My Board's revision is V2.1 2017.1.4 
thanks


----------



## Alex4 (Mar 29, 2019)

PLEASE SOMEONE?!


----------



## Hayato213 (Mar 29, 2019)

Alex4 said:


> PLEASE SOMEONE?!



Don't bump your thread, it is not allowed on the forum if someone knows the answer they would reply.


----------



## Stwert (Mar 30, 2019)

First of all go HERE and you'll get links to the firmware, make sure to check the version of your motherboard first. It also tells you how to check on that page, but basically it's removing the battery cover and battery.

Though as you have a 2.1 board, this firmware supports all board revisions except for the Plus boards.

Once you've done that and downloaded the correct firmware, unzip it to your hard drive. No. matter what other files there are there will be one called RetroFW.img or something similar, the .img part is the giveaway.

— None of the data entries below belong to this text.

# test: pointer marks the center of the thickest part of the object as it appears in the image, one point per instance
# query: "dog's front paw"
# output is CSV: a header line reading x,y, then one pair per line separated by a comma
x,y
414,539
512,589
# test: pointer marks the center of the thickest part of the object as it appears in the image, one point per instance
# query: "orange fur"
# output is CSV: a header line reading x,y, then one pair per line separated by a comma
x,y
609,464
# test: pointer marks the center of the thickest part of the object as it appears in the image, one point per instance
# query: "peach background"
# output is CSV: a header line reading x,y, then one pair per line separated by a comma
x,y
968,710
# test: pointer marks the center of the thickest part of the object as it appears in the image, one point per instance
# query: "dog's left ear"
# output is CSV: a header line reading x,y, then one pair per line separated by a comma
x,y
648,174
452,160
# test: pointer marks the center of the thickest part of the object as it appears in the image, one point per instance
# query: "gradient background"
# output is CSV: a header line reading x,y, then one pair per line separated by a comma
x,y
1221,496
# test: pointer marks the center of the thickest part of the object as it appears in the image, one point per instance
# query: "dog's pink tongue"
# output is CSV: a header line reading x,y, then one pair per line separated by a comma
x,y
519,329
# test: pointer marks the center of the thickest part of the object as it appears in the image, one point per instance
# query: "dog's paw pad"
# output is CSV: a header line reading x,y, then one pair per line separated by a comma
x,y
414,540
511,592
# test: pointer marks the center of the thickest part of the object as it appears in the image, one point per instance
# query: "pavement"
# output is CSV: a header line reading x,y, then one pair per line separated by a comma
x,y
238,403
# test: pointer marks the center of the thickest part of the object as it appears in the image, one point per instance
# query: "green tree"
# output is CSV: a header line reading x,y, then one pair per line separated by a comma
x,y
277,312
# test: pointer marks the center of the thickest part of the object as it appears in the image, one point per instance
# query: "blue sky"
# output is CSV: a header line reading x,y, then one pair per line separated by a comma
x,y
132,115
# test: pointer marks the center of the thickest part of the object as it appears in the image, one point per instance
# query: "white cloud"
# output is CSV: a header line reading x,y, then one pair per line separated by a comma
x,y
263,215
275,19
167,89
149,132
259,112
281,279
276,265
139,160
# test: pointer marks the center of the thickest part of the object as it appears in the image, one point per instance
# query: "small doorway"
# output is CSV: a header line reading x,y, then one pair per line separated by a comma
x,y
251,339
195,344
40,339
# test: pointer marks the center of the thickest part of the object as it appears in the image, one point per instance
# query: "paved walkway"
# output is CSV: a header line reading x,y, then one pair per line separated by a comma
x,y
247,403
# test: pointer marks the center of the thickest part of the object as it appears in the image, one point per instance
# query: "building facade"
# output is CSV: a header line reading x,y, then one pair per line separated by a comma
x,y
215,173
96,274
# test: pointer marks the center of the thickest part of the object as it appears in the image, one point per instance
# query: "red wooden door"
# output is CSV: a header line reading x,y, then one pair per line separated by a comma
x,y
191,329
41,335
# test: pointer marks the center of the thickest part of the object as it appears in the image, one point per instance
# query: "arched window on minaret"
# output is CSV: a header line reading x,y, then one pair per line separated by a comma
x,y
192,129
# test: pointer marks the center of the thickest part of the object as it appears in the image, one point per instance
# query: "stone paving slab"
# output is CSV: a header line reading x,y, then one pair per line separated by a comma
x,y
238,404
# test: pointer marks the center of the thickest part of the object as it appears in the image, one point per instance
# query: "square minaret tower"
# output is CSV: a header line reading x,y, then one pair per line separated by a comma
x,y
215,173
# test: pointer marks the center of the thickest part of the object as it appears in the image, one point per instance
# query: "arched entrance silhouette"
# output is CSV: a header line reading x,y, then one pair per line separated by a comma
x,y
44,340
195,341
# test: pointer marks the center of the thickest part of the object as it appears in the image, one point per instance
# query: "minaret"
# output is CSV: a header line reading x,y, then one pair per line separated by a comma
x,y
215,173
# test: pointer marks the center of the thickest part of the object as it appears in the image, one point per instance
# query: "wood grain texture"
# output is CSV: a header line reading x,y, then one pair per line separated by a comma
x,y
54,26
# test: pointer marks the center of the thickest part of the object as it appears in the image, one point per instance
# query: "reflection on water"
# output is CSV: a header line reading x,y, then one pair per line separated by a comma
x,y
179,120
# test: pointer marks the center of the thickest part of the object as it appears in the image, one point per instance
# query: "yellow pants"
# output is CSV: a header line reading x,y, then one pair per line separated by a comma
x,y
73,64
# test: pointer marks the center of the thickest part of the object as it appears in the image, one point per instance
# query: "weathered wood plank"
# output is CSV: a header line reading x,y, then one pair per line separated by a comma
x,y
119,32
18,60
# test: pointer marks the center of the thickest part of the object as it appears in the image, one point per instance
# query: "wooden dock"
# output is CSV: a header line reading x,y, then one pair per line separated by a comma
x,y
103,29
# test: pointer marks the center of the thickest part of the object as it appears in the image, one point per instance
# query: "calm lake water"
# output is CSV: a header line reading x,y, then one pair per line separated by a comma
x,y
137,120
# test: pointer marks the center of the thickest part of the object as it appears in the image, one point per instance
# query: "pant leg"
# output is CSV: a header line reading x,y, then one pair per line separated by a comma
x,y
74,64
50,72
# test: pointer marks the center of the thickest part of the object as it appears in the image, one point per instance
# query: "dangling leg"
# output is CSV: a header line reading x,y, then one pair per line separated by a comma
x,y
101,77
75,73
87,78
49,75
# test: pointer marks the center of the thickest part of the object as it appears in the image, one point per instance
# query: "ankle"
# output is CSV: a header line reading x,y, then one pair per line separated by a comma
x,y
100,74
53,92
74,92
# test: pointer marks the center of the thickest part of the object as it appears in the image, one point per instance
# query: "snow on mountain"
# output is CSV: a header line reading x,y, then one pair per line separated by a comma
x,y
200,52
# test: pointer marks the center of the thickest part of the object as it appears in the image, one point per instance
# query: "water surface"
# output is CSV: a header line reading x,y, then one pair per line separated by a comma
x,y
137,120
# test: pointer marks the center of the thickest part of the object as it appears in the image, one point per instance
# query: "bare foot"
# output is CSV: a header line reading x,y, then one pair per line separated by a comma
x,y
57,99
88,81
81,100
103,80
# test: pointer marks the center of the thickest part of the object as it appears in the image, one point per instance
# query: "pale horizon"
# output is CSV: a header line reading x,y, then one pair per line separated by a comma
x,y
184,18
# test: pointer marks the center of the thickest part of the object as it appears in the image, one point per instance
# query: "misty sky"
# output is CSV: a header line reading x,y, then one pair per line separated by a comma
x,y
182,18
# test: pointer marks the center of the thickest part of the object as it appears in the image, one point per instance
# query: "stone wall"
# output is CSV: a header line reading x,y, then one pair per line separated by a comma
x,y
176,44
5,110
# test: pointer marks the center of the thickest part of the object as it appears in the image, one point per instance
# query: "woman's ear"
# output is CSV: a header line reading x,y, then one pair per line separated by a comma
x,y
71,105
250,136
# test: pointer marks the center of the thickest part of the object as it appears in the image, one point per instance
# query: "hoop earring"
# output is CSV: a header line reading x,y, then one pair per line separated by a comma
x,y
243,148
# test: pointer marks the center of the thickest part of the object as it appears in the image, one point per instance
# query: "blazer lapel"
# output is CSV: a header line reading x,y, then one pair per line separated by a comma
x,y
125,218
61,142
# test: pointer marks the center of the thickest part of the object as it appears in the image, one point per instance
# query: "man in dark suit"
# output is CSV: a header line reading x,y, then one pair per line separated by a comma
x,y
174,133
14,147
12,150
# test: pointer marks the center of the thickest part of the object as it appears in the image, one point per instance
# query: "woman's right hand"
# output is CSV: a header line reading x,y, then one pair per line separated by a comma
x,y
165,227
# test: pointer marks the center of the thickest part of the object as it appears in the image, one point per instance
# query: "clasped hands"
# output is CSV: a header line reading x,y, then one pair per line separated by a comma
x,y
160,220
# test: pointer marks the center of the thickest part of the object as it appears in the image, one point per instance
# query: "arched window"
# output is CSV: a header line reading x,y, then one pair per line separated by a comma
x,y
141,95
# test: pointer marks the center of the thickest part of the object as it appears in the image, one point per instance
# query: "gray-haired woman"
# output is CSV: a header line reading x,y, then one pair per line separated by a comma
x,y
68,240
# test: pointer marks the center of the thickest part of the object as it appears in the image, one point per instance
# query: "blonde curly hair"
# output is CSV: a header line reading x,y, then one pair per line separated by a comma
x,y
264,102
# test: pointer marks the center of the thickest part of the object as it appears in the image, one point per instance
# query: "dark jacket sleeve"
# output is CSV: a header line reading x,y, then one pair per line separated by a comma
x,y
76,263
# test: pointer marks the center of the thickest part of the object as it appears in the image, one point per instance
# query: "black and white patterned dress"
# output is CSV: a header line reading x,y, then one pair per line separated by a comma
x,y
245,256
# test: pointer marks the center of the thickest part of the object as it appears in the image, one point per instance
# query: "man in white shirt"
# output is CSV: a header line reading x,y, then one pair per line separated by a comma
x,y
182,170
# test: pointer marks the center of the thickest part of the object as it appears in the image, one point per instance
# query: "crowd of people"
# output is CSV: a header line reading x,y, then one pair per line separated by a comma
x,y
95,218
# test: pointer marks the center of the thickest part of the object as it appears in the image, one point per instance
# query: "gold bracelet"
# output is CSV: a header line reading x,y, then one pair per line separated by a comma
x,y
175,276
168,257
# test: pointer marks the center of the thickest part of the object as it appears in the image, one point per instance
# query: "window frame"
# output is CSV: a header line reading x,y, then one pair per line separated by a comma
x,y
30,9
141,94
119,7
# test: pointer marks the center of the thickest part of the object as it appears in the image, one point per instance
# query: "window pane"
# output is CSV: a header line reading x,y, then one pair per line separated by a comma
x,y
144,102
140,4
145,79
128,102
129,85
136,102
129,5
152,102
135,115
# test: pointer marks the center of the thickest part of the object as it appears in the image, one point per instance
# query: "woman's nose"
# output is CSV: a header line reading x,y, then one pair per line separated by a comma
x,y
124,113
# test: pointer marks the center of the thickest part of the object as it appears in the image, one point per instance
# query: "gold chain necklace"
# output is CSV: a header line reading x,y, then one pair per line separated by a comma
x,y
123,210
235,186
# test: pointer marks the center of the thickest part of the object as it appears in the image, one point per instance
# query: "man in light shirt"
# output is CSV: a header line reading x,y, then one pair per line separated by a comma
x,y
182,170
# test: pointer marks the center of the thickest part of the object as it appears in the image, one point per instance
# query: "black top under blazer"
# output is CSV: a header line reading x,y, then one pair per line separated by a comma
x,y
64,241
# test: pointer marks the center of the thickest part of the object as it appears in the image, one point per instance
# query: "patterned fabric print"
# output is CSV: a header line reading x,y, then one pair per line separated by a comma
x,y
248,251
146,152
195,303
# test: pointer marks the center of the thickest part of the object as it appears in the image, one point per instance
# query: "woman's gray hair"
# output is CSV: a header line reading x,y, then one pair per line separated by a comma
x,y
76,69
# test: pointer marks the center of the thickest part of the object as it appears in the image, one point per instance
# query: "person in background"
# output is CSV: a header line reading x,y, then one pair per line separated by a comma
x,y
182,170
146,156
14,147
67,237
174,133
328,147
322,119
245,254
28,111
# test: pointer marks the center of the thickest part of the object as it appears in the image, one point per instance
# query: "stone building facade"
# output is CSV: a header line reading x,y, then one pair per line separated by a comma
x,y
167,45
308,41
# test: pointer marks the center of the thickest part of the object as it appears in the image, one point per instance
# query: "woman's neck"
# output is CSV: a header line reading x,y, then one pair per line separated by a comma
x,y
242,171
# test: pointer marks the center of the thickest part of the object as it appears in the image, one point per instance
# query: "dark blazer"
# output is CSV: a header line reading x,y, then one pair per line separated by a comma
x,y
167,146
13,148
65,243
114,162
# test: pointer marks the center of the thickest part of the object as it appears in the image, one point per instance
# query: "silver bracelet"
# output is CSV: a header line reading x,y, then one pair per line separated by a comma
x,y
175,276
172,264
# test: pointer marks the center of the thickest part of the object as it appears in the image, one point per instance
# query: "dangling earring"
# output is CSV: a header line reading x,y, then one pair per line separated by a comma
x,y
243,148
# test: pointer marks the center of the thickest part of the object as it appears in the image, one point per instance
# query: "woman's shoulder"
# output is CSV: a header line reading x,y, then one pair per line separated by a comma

Download Etcher for your Mac from HERE  and drag it to your Applications folder.

Insert the Micro SD card you want to use into your Mac and launch Etcher.

Now drag the RetroFW.img onto Etcher and click on Select Drive.

Make sure you select your Micro SD card or you'll f*ck something up, be very careful here.

Now just click on Flash and wait for it to finish.

Remove the Micro SD card, put it in your RS-97, switch it on and wait for it to finish it's setup routine. It will probably restart when it's finished.

Once it reboots there will probably only be two icons (maybe not, depends on the FW you chose) but if there is, head on over to this Github Page (same as the firmware one I linked) and scroll down until you see the emulators.... pick whichever ones you want and transfer them to your Micro SD card.

Use the Explorer app on the RS-97 to install the emulators and you're good to go.


Think that about covers it.


----------